Geolocation

From Maria GDK Wiki
Jump to navigation Jump to search

The Maria GDK Geolocation service allows fast, faceted freetext searches for partial or full placenames. General placename searches are supported, as well as street adress search.

A separate conversion step is required for converting from source data to a specialized SQLite database. Converters exist for GNS and Geonames. For simple (ie csv based formats) writing new converters is relatively simple.

Converting placename data

When converting a file containing placename information to a Maria GDK location database, you need to use the LocationServiceSqliteLoader conversion tool with a reader for that specific fileformat. See section on #Creating readers for location data for details.

A special usecase is if you have created an SQLite file with the proper data tables in another application (for instance FME). In this case you only need RTree and FTS tables. The tool will do this for you if you use the sqlite file as input, and the input format geoloc.

Readers are executed from the command line. Use options -?, --? or -help to display which parameters are available. Usage: <input file> <input format> <sqlite database file> [/clear] [/nogrid]

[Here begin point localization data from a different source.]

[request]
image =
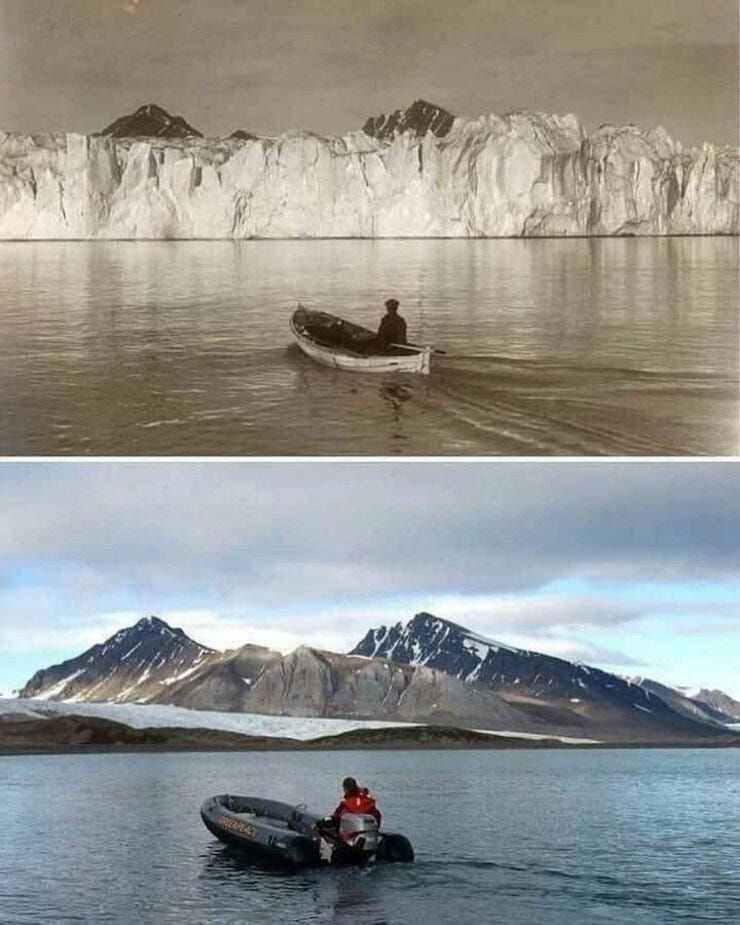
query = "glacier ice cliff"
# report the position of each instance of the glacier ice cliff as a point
(522, 174)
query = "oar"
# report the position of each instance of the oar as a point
(419, 349)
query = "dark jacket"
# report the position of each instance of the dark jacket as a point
(392, 330)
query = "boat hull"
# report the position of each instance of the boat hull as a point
(285, 835)
(341, 356)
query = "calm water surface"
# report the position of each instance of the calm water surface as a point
(511, 837)
(602, 346)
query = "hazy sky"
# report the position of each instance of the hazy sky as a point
(633, 567)
(325, 65)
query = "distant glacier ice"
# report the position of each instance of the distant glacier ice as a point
(522, 174)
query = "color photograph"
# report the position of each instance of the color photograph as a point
(369, 462)
(525, 692)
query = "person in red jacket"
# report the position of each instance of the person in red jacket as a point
(356, 799)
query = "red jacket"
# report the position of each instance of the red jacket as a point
(360, 803)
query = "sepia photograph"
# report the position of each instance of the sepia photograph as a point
(369, 462)
(411, 227)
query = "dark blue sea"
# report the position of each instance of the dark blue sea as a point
(617, 836)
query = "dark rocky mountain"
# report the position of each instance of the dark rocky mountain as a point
(564, 694)
(151, 121)
(223, 682)
(311, 682)
(429, 671)
(136, 664)
(687, 706)
(720, 702)
(241, 135)
(420, 118)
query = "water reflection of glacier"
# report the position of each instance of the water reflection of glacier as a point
(588, 346)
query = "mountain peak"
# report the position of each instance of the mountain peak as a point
(151, 121)
(420, 118)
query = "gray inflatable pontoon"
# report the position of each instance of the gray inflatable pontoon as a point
(291, 835)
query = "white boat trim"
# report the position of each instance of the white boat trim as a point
(339, 358)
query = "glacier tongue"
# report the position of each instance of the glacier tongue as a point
(525, 173)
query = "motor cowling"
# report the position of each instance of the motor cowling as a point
(359, 831)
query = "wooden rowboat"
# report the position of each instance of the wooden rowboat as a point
(344, 345)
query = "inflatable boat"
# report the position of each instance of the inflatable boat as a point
(335, 342)
(291, 835)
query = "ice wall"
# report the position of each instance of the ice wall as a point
(524, 173)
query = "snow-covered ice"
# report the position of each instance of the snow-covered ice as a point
(292, 727)
(524, 173)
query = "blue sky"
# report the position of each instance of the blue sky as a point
(634, 567)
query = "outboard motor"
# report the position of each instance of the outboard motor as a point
(359, 833)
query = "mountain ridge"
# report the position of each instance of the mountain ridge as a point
(429, 671)
(412, 173)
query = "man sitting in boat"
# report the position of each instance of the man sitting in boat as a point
(356, 801)
(392, 328)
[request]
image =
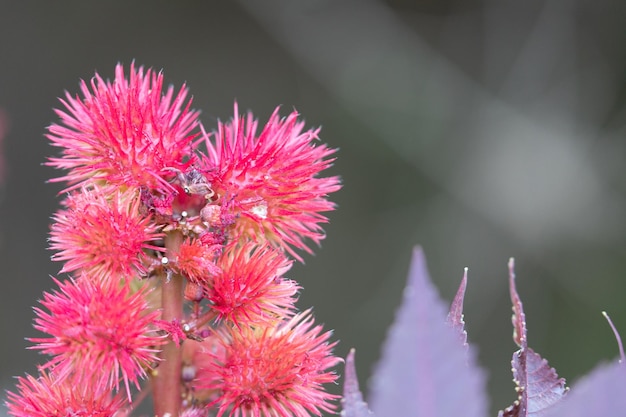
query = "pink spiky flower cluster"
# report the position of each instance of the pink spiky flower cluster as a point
(176, 242)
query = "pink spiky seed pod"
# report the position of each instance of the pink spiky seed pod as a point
(277, 371)
(127, 132)
(46, 396)
(102, 234)
(271, 179)
(250, 287)
(98, 325)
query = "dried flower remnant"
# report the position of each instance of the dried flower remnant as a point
(97, 325)
(127, 132)
(103, 235)
(45, 397)
(272, 178)
(274, 371)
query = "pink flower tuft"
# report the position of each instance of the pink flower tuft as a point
(97, 325)
(195, 261)
(126, 132)
(46, 397)
(103, 235)
(251, 289)
(272, 178)
(275, 371)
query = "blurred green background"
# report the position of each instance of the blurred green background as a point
(477, 129)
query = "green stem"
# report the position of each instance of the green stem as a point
(167, 382)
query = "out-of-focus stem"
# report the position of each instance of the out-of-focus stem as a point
(167, 382)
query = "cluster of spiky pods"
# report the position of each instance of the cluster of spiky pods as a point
(175, 242)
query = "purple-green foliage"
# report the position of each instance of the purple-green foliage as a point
(427, 368)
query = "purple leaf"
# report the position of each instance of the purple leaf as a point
(352, 401)
(424, 370)
(455, 316)
(601, 393)
(539, 386)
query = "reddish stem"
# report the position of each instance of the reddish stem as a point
(167, 382)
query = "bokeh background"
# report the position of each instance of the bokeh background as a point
(479, 129)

Order Parameter Description
1 <input file> Path to file containing placename information. Must be in a format supported by the LocationServiceSqliteLoader.
2 <input format> Input format string. Currently supported: ssr, geonames, gns, gns_us and matrikkel, geoloc.
3 <sqlite database> Path to output sqlite file.
4 [/clear] Optional argument. If output file exists placename data will be added to the file. Use /clear to force a fresh database.
5 [/nogrid] Optional argument. If set - do not create density grid file based on the output data to help with performance. Otherwise density grid file will be created.

Example:

TPG.GeoFramework.LocationServiceSqliteLoader.exe c:\LocationData\GNS\no.txt gns c:\ServiceTest\LocationData\gns_no.location.sqlite /clear
When adding to an existing database, tables might end up with duplicate entries.

Support data

The different readers uses a small number of csv/txt-files to map information in the sqlite databases (F.ex. mapping from country codes (NO) to country names (Norway)). If these files are not present when converting a database, an error is given but converting the database will still work in some cases. The files should be placed in the same folder as the source datafiles.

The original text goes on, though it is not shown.